- Born: 1951 (age 74–75) Waterdown, Ontario, Canada
- Occupation: former Private in Canadian Armed forces
- Known for: LGBTQ+ Activism

= Barbara Thornborrow =

Canadian military personnel

Barbara Thornborrow is a former private who was involuntarily discharged from the Canadian Armed Forces for being a lesbian in 1977. She later challenged the decision, becoming the first person who was discharged based on their sexual orientation to do so publicly.

== Early activism==
As a young adult, Thornborrow was active in the Hamilton-McMaster LGBT movement for which she visited universities and high schools discussing LGBT issues.

== Career ==
In 1977, Thornborrow was a private in the Canadian Armed Forces, stationed at Canadian Forces Base Rockcliffe in Ottawa, Ontario. On May 3, 1977, Thornborrow applied for voluntary release from the Canadian Armed Forces. Six days later on May 9, Thornborrow was called into the office of Sergeant Cochrane of the Canadian Forces' Special Investigations Unit (SIU) where she was questioned by Cochrane and a military policewoman about her alleged homosexuality.  Thornborrow was informed that she was being questioned because allegations of homosexuality threatened national security by making her more susceptible to blackmail. The SIU interviewed her roommate and subsequently searched her room in search of evidence to use against her.  The officers found gay pamphlets and old love letters. According to Thornborrow, “the officer came right out and said ‘we’ve got all the stuff, and it’s quite obvious that you are, so why don’t you admit it?” So I said, ‘Alright, I am.’” Thornborrow and the military officers returned to SIU headquarters where she was presented with an ultimatum: either sign the documents admitting she was a lesbian and be released from service within the month or seek psychiatric treatment. Thornborrow refused both options and asked to consult a lawyer.

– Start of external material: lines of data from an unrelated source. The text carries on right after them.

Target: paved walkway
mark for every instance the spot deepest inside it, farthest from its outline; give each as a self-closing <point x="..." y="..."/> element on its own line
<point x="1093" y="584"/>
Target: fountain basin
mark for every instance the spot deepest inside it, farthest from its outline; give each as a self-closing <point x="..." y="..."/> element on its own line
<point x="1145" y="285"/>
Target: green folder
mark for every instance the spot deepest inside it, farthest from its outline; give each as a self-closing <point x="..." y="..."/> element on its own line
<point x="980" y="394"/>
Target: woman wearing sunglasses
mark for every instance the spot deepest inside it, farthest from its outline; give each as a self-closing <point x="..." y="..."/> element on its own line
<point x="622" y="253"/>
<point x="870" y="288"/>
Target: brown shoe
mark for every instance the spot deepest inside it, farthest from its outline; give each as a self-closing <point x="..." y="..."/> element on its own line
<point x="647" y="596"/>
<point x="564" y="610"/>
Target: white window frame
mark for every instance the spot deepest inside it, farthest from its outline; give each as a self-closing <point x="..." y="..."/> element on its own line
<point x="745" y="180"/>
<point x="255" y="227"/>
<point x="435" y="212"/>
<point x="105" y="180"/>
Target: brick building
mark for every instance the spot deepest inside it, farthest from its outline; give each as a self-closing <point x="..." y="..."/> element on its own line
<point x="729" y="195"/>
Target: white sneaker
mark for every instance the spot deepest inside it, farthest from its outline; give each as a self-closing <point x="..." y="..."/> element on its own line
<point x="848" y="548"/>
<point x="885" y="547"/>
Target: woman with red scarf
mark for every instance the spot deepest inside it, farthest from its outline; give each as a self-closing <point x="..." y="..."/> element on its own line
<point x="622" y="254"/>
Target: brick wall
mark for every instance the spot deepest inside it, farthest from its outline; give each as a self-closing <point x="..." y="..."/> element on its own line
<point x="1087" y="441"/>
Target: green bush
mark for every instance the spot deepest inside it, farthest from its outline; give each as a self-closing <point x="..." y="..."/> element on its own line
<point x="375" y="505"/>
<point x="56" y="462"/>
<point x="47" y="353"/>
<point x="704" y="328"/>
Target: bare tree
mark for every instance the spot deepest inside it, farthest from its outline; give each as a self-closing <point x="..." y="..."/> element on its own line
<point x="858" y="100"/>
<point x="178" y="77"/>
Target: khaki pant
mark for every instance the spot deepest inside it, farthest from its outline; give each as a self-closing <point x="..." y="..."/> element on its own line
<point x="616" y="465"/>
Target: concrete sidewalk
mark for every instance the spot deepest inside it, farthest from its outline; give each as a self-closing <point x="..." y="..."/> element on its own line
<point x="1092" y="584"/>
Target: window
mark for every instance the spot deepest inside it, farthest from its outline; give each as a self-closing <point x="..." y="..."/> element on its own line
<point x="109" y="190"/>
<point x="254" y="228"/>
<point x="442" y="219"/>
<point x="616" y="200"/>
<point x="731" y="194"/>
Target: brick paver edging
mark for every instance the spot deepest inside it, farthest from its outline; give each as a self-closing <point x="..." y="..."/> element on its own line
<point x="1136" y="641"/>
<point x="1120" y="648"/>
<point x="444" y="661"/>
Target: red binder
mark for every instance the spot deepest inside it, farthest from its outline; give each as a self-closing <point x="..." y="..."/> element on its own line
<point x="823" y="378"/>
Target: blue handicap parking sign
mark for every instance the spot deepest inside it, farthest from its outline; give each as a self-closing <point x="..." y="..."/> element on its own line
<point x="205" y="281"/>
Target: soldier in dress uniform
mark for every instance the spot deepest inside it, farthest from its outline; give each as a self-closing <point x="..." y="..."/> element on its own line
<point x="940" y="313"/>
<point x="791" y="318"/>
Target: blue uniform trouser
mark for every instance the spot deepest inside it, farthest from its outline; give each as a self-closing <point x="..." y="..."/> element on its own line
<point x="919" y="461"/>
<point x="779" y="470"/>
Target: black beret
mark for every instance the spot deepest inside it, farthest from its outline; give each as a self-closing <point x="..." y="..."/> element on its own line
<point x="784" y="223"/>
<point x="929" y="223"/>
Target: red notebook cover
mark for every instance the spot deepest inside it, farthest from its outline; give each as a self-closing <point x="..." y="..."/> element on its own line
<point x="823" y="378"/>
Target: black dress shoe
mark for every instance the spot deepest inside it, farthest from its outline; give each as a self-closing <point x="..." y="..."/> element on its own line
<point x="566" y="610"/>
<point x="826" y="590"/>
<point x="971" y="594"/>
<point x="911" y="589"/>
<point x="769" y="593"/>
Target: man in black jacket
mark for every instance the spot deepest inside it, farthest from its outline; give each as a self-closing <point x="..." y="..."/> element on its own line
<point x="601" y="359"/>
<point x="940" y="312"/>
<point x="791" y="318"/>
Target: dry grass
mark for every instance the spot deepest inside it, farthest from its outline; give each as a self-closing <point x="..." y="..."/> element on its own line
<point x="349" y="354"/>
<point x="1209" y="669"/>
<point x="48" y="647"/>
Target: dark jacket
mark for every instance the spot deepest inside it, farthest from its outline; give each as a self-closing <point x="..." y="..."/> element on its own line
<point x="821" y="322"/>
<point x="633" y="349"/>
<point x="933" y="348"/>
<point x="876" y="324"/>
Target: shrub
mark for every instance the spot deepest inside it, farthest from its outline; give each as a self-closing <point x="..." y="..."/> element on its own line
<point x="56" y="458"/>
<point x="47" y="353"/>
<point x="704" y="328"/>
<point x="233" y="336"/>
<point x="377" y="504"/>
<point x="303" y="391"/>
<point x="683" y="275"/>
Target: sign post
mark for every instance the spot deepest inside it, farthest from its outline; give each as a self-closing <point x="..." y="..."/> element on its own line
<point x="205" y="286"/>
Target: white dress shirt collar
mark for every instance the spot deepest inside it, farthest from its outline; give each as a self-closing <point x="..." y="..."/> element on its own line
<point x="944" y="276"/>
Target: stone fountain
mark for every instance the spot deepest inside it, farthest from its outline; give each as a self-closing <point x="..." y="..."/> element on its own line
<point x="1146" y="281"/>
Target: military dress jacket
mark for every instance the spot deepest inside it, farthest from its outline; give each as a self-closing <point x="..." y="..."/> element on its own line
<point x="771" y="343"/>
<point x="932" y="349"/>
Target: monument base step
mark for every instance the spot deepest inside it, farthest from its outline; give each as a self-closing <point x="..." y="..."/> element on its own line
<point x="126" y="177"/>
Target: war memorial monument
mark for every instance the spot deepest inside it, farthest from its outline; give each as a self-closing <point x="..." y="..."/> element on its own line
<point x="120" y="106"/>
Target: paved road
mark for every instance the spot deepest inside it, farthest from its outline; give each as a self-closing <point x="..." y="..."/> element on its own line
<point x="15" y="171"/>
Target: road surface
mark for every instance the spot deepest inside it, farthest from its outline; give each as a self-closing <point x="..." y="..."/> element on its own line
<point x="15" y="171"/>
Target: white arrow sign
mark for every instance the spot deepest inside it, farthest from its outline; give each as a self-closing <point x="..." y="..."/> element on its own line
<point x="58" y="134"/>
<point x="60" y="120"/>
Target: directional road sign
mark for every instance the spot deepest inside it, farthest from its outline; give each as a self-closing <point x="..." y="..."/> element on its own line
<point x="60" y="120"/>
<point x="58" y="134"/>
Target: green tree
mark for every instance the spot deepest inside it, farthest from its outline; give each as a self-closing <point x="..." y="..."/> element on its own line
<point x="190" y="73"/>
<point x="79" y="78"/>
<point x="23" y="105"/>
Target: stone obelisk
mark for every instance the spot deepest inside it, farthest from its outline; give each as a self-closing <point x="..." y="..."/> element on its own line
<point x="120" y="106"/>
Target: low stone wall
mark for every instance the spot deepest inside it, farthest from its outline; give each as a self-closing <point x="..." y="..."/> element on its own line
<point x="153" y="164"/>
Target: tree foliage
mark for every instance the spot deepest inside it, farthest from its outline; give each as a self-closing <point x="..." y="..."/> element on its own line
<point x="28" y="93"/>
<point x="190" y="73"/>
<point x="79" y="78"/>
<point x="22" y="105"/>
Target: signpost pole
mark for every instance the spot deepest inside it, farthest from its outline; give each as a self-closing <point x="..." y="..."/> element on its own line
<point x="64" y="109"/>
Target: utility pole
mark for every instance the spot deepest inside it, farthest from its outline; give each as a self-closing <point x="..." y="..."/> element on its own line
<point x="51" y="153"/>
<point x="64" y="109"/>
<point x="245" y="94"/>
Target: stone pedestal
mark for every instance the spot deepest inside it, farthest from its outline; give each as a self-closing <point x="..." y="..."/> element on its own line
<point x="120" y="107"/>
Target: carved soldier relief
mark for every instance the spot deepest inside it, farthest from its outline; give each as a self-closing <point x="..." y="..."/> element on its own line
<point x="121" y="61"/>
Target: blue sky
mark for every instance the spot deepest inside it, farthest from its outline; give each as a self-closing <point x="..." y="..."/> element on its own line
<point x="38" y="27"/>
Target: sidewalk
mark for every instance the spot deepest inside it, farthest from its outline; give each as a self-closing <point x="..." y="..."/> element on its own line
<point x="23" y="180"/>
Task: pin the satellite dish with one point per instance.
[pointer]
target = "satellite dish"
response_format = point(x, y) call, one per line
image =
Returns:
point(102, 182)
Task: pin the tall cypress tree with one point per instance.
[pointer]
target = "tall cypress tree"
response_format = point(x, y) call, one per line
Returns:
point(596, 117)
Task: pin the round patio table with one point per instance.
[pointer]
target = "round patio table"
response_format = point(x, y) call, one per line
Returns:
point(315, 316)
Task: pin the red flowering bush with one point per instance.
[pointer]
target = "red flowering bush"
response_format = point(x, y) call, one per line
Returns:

Shortly after her dismissal, Thornborrow contacted Marie Robertson of Lesbians of Ottawa Now (LOON) who Thornborrow knew from Hamilton. Robertson contacted David Garmaise of Gays of Ottawa (GO) and they convened a meeting on May 16, 1977, of GO and LOON. During the meeting, Barbara was told that she probably was not going to be able to keep her job, but she could help other homosexuals by publicly sharing her story. With the help of the National Gay Rights Coalition (NGRC), Thornborrow issued a press release detailing her experience, bringing national attention to her case. She then accompanied members of the NGRC to “Parliament Hill where the Standing Committee on Justice and Legal Affairs was beginning a clause-by-clause study of the government's Canadian Human Rights Act,” including an amendment to forbid discrimination based on sexual orientation.

In response, the Canadian Forces issued a press release stating that Thornborrow was never pressured to leave the military as she had already requested voluntary release and it had been approved. On May 30, Thornborrow was promised that she would be “voluntarily released” under Item 4c on November 10, 1977, upon completion of the mandatory six-month waiting period.

However, on June 20, 1977, Thornborrow was informed by her commanding officer that she would be discharged under Item 5(d) as a person who is “not advantageously employable” and she had to leave the base by the end of the week. Colonel J.C. Boulet claims that granting Thornborrow a “voluntary release” was an administrative error and the Canadian Forces had considered honouring her request until the interviews and press releases. Boulet further stated “all earlier statements by forces spokesmen saying gays, on disclosure, could leave the services were wrong. ‘We do not condone homosexuality, and have to dismiss anyone who admits he is one.’”

==Honours==
In honour of her role as a significant builder of LGBT culture and history in Canada, a portrait of Thornborrow by artist Barbara Augustine is held by The ArQuives: Canada's LGBTQ2+ Archives in its National Portrait Collection.